And I'm confident that Ed Glaeser and his acolytes will be disappointed with how it all works out, too. We are entering a capital-scarce, energy-scarce future. The skyscraper is already obsolete and the architects and academic economists remain tragically clueless about it.

Oddly, the main reason we're done with skyscrapers is not because of the electric issues or heating-cooling issues per se, but because they will never be renovated! They are one-generation buildings. We will not have the capital to renovate them - and all buildings eventually require renovation! We likely won't have the fabricated modular materials they require, either - everything from the manufactured sheet-rock to the silicon gaskets and sealers needed to keep the glass curtain walls attached.

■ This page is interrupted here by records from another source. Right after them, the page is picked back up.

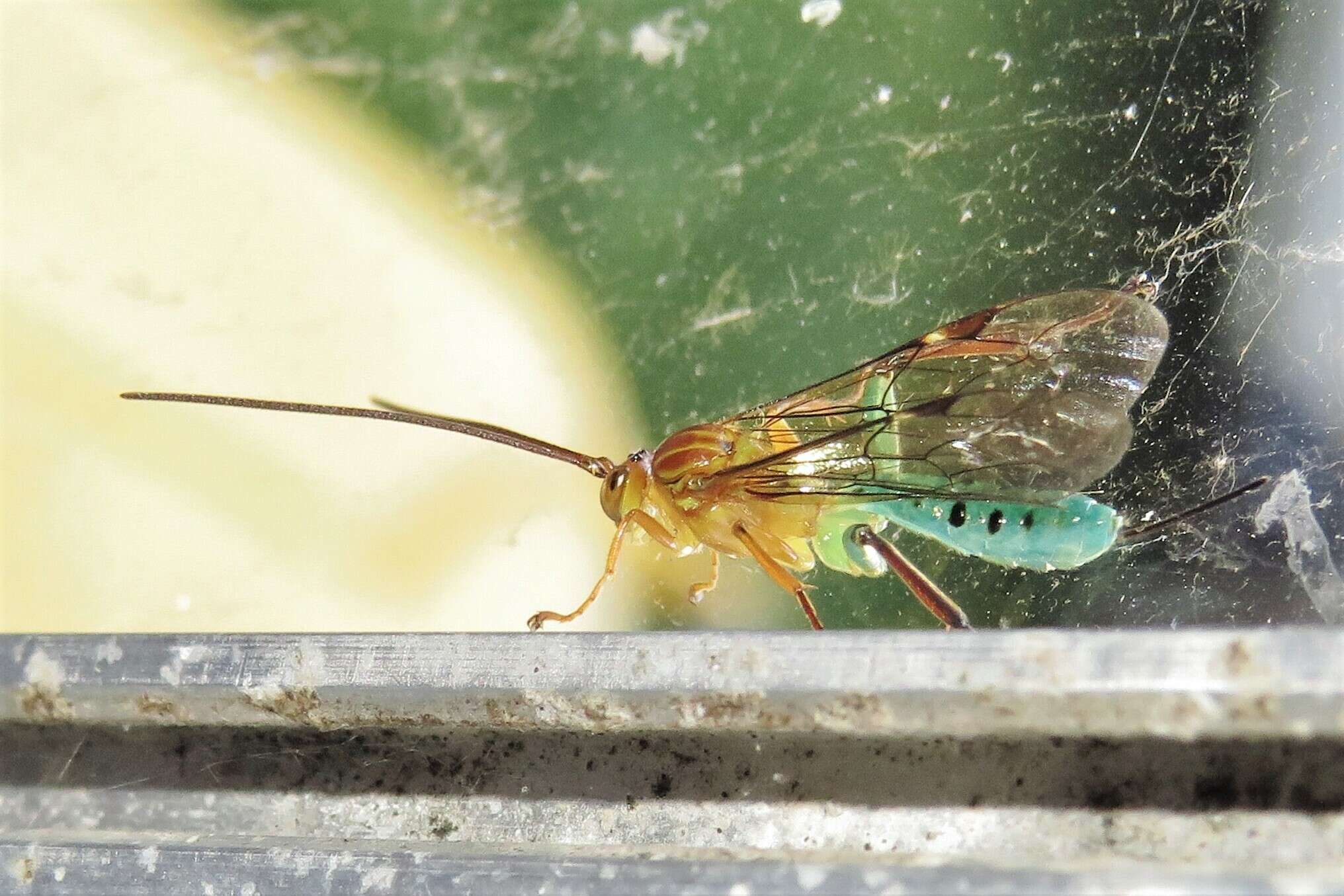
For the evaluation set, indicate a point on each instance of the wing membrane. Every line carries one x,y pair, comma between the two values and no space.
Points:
1026,401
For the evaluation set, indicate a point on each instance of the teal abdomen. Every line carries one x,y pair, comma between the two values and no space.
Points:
1061,536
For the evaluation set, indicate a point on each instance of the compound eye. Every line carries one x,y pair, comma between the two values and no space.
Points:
613,489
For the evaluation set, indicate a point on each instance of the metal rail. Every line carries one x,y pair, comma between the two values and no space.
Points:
678,762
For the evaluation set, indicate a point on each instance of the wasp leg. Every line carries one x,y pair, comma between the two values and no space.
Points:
622,528
781,577
935,600
700,589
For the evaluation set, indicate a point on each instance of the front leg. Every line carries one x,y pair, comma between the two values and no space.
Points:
622,528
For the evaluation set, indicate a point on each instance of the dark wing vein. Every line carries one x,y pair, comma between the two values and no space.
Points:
1027,401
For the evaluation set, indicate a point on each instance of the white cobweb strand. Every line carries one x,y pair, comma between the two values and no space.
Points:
1308,550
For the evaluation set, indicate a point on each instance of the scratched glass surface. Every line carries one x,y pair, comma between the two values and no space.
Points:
759,196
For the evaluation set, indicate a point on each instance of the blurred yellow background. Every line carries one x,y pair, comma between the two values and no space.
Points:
170,226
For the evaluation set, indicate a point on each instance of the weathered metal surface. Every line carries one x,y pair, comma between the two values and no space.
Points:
57,868
1187,684
776,762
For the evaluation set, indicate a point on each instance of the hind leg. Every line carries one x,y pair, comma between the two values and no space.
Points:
781,575
929,594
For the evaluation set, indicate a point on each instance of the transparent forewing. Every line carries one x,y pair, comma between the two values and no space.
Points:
1026,401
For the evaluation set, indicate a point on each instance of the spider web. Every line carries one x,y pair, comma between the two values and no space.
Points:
759,196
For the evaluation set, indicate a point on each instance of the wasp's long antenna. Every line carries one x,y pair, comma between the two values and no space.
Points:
599,466
1129,534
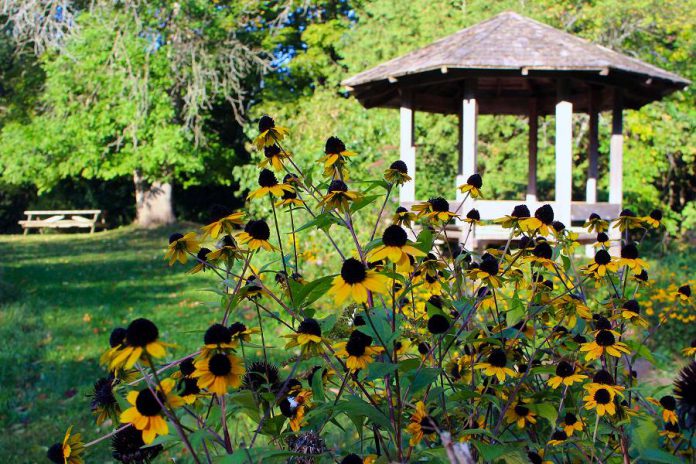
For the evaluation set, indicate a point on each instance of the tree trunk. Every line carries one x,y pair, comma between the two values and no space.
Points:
153,202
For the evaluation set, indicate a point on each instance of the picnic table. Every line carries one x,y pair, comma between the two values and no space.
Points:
60,219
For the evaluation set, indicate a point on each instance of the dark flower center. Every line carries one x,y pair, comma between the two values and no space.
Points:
127,445
497,358
271,151
265,123
544,214
670,427
353,271
141,332
543,250
423,348
521,411
605,338
357,342
489,264
217,334
103,395
685,290
439,204
267,178
186,367
668,402
602,323
629,251
436,301
632,305
394,235
189,386
428,425
604,377
261,373
520,211
337,185
334,146
55,453
147,404
438,324
237,327
602,257
228,241
289,195
117,336
564,369
286,408
219,365
290,178
475,181
602,396
258,229
309,326
203,254
399,166
352,459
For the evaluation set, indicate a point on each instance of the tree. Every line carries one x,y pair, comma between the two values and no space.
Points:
659,140
130,88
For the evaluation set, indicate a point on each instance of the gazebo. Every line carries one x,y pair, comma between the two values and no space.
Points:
511,64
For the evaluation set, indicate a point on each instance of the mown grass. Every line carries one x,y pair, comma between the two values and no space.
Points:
60,296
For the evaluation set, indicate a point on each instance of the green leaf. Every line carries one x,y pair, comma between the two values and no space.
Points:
356,408
545,410
378,370
494,453
311,291
658,455
363,202
318,386
418,380
322,221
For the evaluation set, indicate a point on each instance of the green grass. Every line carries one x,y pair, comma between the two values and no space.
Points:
60,296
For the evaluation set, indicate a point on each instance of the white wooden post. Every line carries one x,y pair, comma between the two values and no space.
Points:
616,151
564,154
408,150
616,166
532,150
468,136
593,147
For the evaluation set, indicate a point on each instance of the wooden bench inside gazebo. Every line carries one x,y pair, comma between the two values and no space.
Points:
514,65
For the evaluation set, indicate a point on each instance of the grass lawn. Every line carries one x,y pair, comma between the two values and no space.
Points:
60,296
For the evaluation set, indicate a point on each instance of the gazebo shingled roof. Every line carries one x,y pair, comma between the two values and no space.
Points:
511,56
510,64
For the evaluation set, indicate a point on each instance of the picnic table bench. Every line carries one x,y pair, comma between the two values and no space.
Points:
60,219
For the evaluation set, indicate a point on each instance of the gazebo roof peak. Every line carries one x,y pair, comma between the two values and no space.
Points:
513,47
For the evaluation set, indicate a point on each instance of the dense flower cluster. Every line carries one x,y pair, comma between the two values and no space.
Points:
406,342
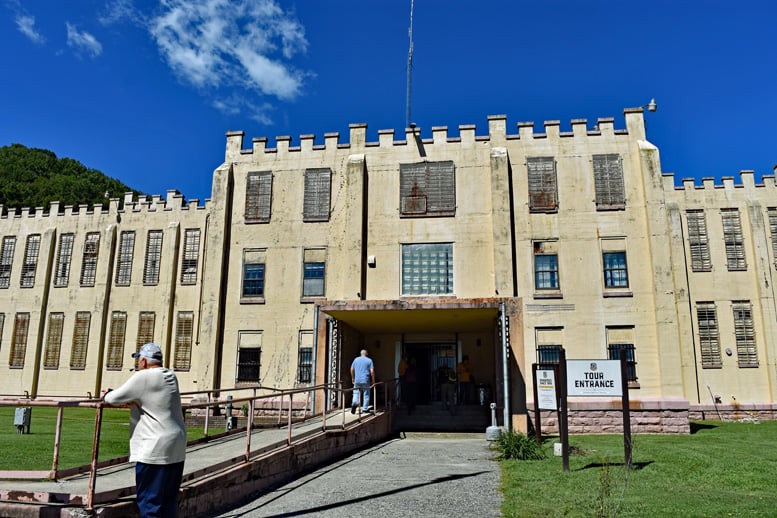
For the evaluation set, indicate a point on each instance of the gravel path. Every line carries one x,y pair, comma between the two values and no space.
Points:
420,475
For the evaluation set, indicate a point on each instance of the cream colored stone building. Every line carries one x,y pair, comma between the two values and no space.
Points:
503,247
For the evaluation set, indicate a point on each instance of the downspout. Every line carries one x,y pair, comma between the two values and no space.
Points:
505,367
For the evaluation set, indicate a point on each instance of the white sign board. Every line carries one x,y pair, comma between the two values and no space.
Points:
546,390
594,378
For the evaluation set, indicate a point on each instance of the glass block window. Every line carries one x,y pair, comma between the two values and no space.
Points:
6,260
80,340
318,187
427,189
191,254
258,197
184,330
616,274
64,258
543,188
124,260
53,341
608,182
427,269
19,341
698,242
709,337
116,341
153,258
89,261
747,355
30,264
732,237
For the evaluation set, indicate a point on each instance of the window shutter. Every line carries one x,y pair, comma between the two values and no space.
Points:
608,180
317,194
543,191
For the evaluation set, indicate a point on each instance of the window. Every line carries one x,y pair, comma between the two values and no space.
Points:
191,253
30,264
146,325
732,236
697,241
153,257
616,274
53,341
6,260
305,357
89,262
773,228
427,189
709,339
747,356
313,272
183,341
124,265
19,341
543,190
608,181
621,338
259,197
64,256
80,340
545,266
427,269
116,340
317,194
253,274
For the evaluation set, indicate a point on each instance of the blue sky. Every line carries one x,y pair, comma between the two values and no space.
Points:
145,90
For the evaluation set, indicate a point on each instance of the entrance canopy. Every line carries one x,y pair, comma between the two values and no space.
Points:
415,315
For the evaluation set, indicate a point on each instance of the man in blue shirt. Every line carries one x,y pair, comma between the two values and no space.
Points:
362,376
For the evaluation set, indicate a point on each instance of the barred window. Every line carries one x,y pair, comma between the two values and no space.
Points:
6,260
318,186
124,261
53,341
19,341
183,341
146,325
153,258
543,189
64,257
191,254
80,340
697,241
608,182
709,337
258,197
427,189
427,269
30,264
89,261
116,341
747,356
732,236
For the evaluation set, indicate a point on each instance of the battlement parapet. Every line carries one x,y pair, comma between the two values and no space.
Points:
497,131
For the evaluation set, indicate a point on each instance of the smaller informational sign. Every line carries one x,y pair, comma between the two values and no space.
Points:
594,378
546,390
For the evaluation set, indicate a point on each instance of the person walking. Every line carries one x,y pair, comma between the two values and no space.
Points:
362,377
157,432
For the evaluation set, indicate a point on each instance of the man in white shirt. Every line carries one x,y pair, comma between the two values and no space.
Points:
157,432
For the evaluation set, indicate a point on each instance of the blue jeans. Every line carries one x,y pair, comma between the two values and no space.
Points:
361,390
157,489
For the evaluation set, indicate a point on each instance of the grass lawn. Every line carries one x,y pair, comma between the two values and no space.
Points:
35,451
720,469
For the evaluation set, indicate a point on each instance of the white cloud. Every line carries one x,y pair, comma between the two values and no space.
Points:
26,25
82,42
212,43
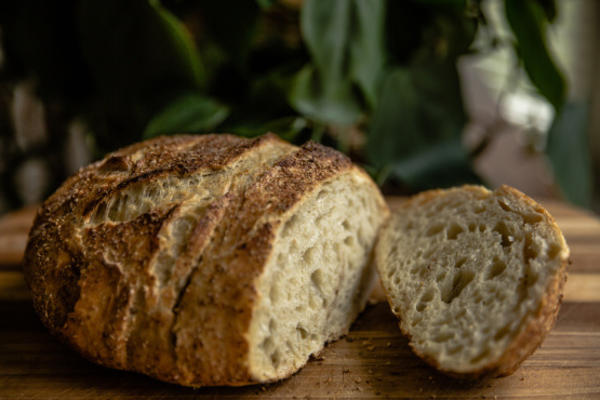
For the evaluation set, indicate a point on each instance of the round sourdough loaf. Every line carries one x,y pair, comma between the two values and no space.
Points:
206,260
475,277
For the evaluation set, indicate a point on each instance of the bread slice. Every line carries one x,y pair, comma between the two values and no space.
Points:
474,276
206,260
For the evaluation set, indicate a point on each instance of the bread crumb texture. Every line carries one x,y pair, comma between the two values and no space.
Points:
206,260
474,276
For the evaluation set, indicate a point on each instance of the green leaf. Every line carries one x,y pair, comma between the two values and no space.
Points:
325,26
549,8
139,57
191,113
443,164
287,128
182,41
394,129
337,106
231,24
568,152
528,24
415,134
367,50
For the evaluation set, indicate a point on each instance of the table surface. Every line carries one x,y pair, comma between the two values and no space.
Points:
373,361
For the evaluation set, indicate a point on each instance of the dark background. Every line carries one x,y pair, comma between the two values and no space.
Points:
421,93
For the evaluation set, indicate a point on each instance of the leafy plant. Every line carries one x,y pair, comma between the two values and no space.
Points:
376,78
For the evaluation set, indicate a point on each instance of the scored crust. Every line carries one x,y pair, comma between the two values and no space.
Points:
532,333
96,253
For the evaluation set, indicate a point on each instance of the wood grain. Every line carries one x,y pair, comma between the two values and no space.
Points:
374,361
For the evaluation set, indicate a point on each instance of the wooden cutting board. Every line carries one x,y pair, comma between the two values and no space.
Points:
373,361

You cannot have a city of buildings unavailable for and unsuited for adaptive re-use. This final exuberant generation of skyscrapers built the past few decades - including the mis-named "green" skyscrapers - may be considered the architectural expression of the final cheap oil blow-off.

From now on, we need desperately to tone down our grandiosity. We will discover to our dismay that all these skyscrapers - amazing feats that they might be - are liabilities, not assets. Our cities are going to contract a lot and the process will be painful in terms of lost notional wealth (and probably other ways, too). They have attained a scale that is inconsistent with the economic and energy realities of the future. The optimum building height, we will re-discover, is the number of stories most healthy people can comfortably walk up.

Q. Is "smart growth" the antidote to sprawl, or just a developer's disingenuous oxymoron?

A. "Smart growth" started as a polemical retort to the "dumb" growth of suburban sprawl. It happened that dumb growth was utterly entrenched in all our local land-use laws, and in the sectors that served them - especially the construction trades and our lending practices. The zoning laws mandated a car-dependent outcome, and the builders furnished it, exactly as specified.

By the way, it's important to understand that suburbia was not dreamed up by the devil or any of his agents among us. It just seemed like a good idea in the America of the 20th century. We had the material and capital resources to build this empire of comfort and convenience, so we did. And all this implies a powerful cultural consensus - a broad agreement that this way of living is okay.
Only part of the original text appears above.